New York City Mayor Bill de Blasio / Getty
September 6, 2017

New York City Mayor Bill de Blasio (D.) said in a new interview that if he had his way, the law would be less protective of private property and strip it away as needed to serve "socialistic" needs.

"In 2013, you ran on reducing income inequality. Where has it been hardest to make progress? Wages, housing, schools?" New York magazine asked de Blasio in a story published Monday.

"What's been hardest is the way our legal system is structured to favor private property," de Blasio responded.

The Democratic mayor continued to say that if he had it his way, the government would decide "which building goes where, how high it will be, who gets to live in it, what the rent will be."
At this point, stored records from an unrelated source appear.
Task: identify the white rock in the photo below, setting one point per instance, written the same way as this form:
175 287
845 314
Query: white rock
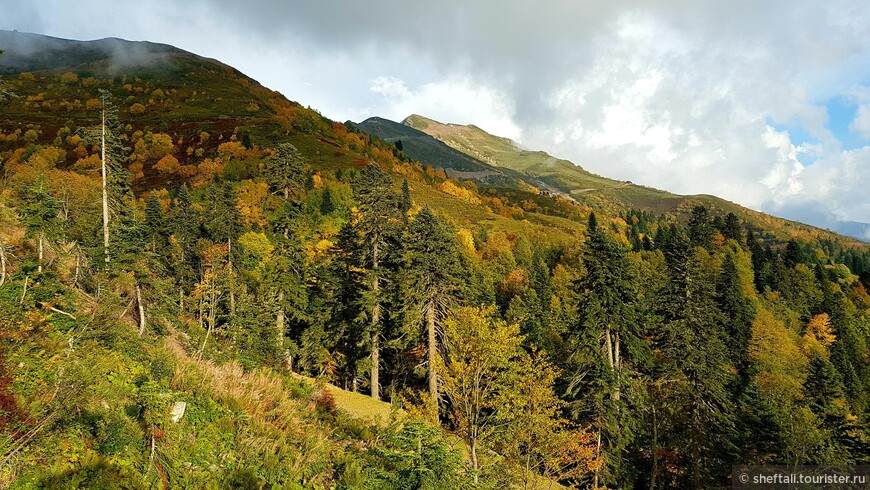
176 411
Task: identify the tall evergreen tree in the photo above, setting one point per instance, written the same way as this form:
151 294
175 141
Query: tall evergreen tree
40 215
695 360
155 223
737 309
379 209
327 206
406 199
700 227
285 170
731 229
223 222
604 342
432 276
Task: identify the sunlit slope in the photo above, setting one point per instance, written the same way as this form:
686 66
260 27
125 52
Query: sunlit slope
601 193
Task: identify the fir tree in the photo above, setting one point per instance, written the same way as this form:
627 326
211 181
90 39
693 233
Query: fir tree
432 282
605 335
285 170
379 207
326 205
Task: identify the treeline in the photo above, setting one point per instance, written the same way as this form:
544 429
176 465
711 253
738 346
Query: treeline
646 353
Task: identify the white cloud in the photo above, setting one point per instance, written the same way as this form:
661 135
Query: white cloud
679 95
861 124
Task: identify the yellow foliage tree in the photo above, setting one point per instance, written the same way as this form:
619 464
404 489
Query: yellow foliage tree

"I think there's a socialistic impulse, which I hear every day, in every kind of community, that they would like things to be planned in accordance to their needs," he added. "Unfortunately, what stands in the way of that is hundreds of years of history that have elevated property rights and wealth to the point that that's the reality that calls the tune on a lot of development."

De Blasio said that earlier he had seen a sign on a fashionable New York street advertising condos for $2 million, and accused the owners of "flaunting" their wealth and "driving people stark raving mad."

The people of New York, he said, would "love to have a very, very powerful government, including a federal government, involved in directly addressing their day-to-day reality."